Temporary Licenses & Appointments
Temporary Licenses
The Commissioner may issue a temporary intermediary license for a period of not more than one year. Temporary licenses are issued only to a personal representative of a deceased or mentally or physically disabled intermediary, for one of three purposes:
- To give time for the sale of the goodwill of the intermediary’s business.
- For the recovery or return of the intermediary to the business.
- To provide the training and licensing of new personnel for the intermediary’s business. Temporary licenses can also be issued to personal representatives of an intermediary who has entered active duty in the U.S. armed forces, for those same purposes. A temporary licensee is a fully qualified intermediary for all purposes other than the licensing process itself, the duration of the license, and the limits described above. The Commissioner can limit a temporary licensee’s authority by order to protect insureds and the public, and can revoke a temporary license if interests are endangered. A temporary license can’t continue after the owner or personal representative disposes of the business.
Appointment by the Insurer
Holding a license is not the same as being authorized to write business for a specific insurer. To write for an insurer, you have to be appointed by that insurer. Wisconsin requires the appointment to be filed within fifteen days after the earlier of:
- The date the agent contract is executed, or
- The date the first insurance application is submitted. The appointment is entered into the OCI licensing system in the format the Commissioner specifies.
Special Rules for Long-Term Care and Annuities
Two product types have additional pre-sale requirements:
- Long-term care insurance: The agent must hold a license, be appointed, AND have completed the required long-term care training before they can solicit, negotiate, or sell long-term care insurance.
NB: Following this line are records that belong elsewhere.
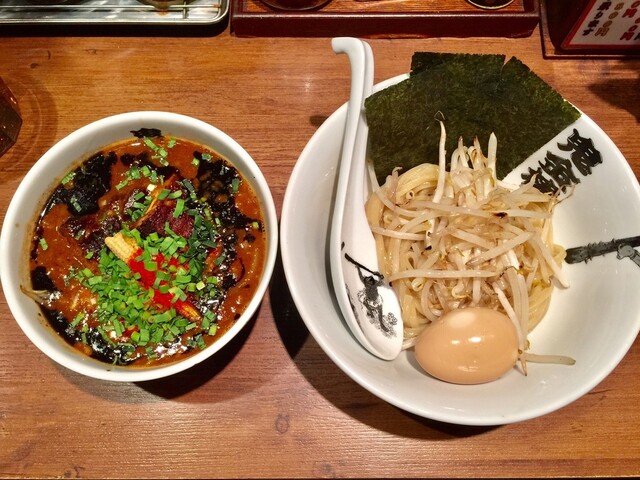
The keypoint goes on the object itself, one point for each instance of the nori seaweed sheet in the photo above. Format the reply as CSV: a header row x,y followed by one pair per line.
x,y
474,95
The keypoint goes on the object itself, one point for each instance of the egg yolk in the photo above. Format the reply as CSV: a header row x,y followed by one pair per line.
x,y
468,346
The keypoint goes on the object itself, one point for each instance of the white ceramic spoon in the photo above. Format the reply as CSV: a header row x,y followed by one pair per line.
x,y
368,303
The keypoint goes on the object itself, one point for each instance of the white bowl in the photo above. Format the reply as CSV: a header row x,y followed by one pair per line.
x,y
595,321
39,182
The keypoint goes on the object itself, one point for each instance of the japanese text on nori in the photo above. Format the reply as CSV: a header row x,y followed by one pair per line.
x,y
475,95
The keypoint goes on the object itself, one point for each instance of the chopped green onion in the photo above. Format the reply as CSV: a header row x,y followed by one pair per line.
x,y
67,178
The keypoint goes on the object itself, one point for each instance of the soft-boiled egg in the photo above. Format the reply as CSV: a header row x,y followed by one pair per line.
x,y
468,346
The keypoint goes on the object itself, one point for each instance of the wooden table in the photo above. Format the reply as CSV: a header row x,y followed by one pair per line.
x,y
272,404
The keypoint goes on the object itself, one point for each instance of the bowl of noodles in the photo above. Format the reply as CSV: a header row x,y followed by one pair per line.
x,y
563,353
138,246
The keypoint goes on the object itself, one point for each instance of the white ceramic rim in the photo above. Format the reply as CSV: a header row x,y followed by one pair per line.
x,y
288,229
12,277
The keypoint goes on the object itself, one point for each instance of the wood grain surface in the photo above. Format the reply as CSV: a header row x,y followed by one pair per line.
x,y
271,403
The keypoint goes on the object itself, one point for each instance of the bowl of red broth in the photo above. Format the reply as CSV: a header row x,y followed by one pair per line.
x,y
138,246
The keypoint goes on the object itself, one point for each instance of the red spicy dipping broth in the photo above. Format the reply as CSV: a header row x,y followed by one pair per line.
x,y
148,251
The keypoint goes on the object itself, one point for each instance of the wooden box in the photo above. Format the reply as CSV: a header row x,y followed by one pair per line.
x,y
386,19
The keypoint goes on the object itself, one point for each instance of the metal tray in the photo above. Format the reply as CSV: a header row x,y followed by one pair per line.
x,y
112,12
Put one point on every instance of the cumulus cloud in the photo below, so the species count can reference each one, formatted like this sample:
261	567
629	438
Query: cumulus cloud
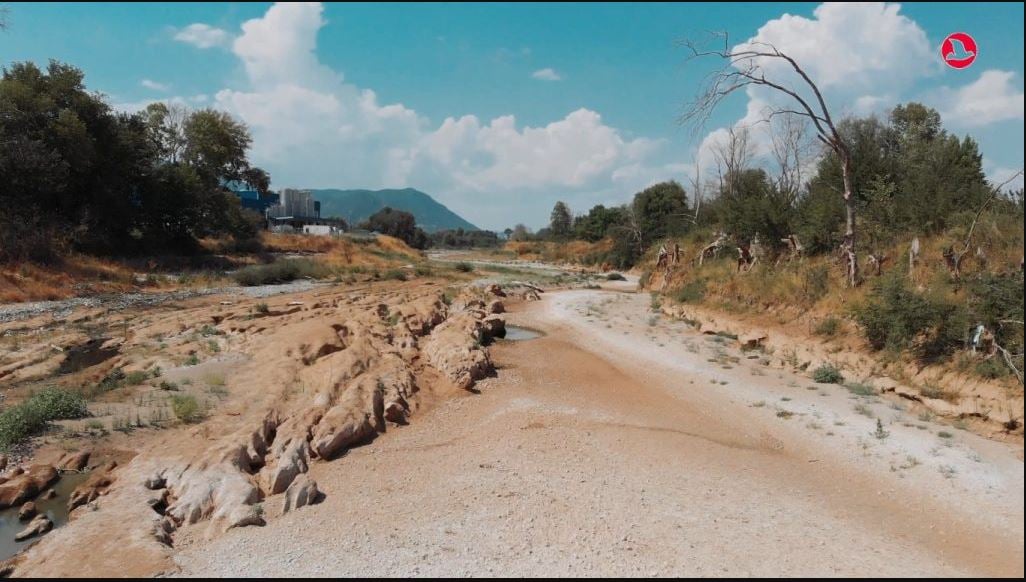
312	128
202	36
861	55
546	74
154	85
990	99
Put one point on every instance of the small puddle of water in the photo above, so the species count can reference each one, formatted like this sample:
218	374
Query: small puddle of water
55	509
514	334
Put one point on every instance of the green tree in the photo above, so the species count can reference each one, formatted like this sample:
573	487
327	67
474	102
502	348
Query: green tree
662	210
560	222
597	224
399	224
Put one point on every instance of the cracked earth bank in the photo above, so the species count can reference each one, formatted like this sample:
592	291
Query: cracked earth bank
618	443
323	373
613	447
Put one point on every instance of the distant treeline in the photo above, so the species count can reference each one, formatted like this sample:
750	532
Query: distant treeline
76	175
911	178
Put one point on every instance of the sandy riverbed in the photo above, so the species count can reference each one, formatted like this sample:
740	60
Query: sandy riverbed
621	443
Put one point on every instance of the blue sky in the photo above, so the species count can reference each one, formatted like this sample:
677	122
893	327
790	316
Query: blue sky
500	110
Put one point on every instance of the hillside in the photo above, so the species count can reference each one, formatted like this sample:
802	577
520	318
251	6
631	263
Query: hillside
356	205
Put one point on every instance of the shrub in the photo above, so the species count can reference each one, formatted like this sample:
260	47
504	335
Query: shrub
828	374
281	271
939	393
861	389
135	378
30	417
897	317
186	408
693	292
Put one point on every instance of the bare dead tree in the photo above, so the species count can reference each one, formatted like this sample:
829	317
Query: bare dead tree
698	189
733	157
744	68
791	149
954	258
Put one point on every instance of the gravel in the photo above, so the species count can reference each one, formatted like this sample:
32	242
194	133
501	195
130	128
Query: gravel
117	302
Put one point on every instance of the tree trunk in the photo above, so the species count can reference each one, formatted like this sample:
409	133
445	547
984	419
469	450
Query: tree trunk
847	246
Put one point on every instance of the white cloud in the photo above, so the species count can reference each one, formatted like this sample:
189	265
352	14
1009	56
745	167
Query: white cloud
861	55
990	99
202	36
154	85
313	129
547	74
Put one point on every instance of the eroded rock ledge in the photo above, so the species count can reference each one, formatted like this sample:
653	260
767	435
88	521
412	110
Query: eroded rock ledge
348	369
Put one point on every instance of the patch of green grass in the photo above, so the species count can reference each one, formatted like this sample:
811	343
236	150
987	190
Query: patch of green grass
187	409
828	374
281	271
31	417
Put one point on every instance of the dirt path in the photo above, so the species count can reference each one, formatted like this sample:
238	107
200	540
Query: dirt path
625	444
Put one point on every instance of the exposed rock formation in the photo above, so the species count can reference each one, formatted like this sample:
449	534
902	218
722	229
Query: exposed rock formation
303	492
39	526
96	485
27	486
27	511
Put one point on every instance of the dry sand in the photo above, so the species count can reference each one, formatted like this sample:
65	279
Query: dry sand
625	444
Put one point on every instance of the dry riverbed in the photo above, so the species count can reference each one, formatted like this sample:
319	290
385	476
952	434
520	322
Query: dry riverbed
624	443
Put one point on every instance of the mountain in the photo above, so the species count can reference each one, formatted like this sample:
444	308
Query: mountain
357	205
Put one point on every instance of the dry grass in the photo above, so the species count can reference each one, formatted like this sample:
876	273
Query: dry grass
28	281
574	251
81	274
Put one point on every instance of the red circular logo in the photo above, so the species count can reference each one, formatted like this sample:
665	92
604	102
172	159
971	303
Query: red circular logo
958	50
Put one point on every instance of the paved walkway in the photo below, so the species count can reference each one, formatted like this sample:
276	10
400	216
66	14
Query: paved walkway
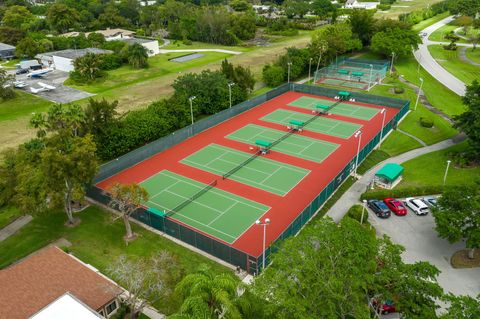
13	227
424	57
352	195
463	56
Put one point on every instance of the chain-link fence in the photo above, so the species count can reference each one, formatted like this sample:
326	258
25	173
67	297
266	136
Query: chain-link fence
251	264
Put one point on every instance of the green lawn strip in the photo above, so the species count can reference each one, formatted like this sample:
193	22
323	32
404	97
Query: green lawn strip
23	104
428	169
426	23
397	143
98	241
159	65
8	215
473	55
450	60
411	123
437	94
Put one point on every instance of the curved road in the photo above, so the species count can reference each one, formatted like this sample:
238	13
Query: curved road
424	57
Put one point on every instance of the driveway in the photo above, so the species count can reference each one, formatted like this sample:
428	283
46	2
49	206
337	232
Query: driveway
421	242
424	57
61	94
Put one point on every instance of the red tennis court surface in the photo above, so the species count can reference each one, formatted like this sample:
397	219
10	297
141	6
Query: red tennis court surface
284	209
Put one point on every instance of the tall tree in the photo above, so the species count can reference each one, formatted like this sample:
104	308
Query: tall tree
144	279
207	295
469	121
127	198
457	216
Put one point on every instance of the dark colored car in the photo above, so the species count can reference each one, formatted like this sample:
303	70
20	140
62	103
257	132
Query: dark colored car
396	206
379	208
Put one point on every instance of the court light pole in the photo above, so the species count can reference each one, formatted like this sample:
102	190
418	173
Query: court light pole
358	135
418	95
264	224
384	112
288	76
191	106
230	92
309	69
446	172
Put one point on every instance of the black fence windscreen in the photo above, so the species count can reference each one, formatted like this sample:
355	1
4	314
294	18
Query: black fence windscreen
252	264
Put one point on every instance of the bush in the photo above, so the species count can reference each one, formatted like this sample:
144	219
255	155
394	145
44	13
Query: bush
402	192
383	7
426	122
398	90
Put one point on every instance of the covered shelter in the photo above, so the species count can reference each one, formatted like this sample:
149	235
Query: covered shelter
388	176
- Annuities: The agent must complete the insurer-specific annuity product training AND the required four-hour annuity training before soliciting the sale of any annuity product.
Renewal Invoicing
Insurers receive an annual appointment renewal invoice for every individual intermediary serving as their agent. Payment is required once a year in March from each insurer.
Termination of Appointment
When an insurer terminates an agent’s appointment, the insurer must:
- Notify OCI electronically no later than thirty days after the termination date.
- Notify the intermediary in writing — before, or within fifteen days of, filing the termination notice with the Commissioner — that they’re no longer appointed, that they may not act as a representative of the company, and that all materials indicating an agency relationship must be returned.
Regulation Charges (Renewal Fees)
The biennial regulation amount paid by each licensed individual intermediary is $35 for a resident intermediary and $70 for a nonresident intermediary. OCI sends the renewal notice to the intermediary’s business email address at least sixty days before the expiration date. If the fee isn’t paid by the expiration date, the license is revoked.
How Long Does a License Last?
An intermediary’s license remains in effect until one of these things happens:
- The Commissioner revokes, suspends, or limits it.
- The intermediary voluntarily surrenders it.
- The intermediary dies.
- A court finds the intermediary mentally incompetent.
- The Commissioner finds, after a hearing, that the intermediary is no longer qualified. Subject, of course, to fee payment and CE compliance every renewal cycle. Skip either of those and the license is revoked.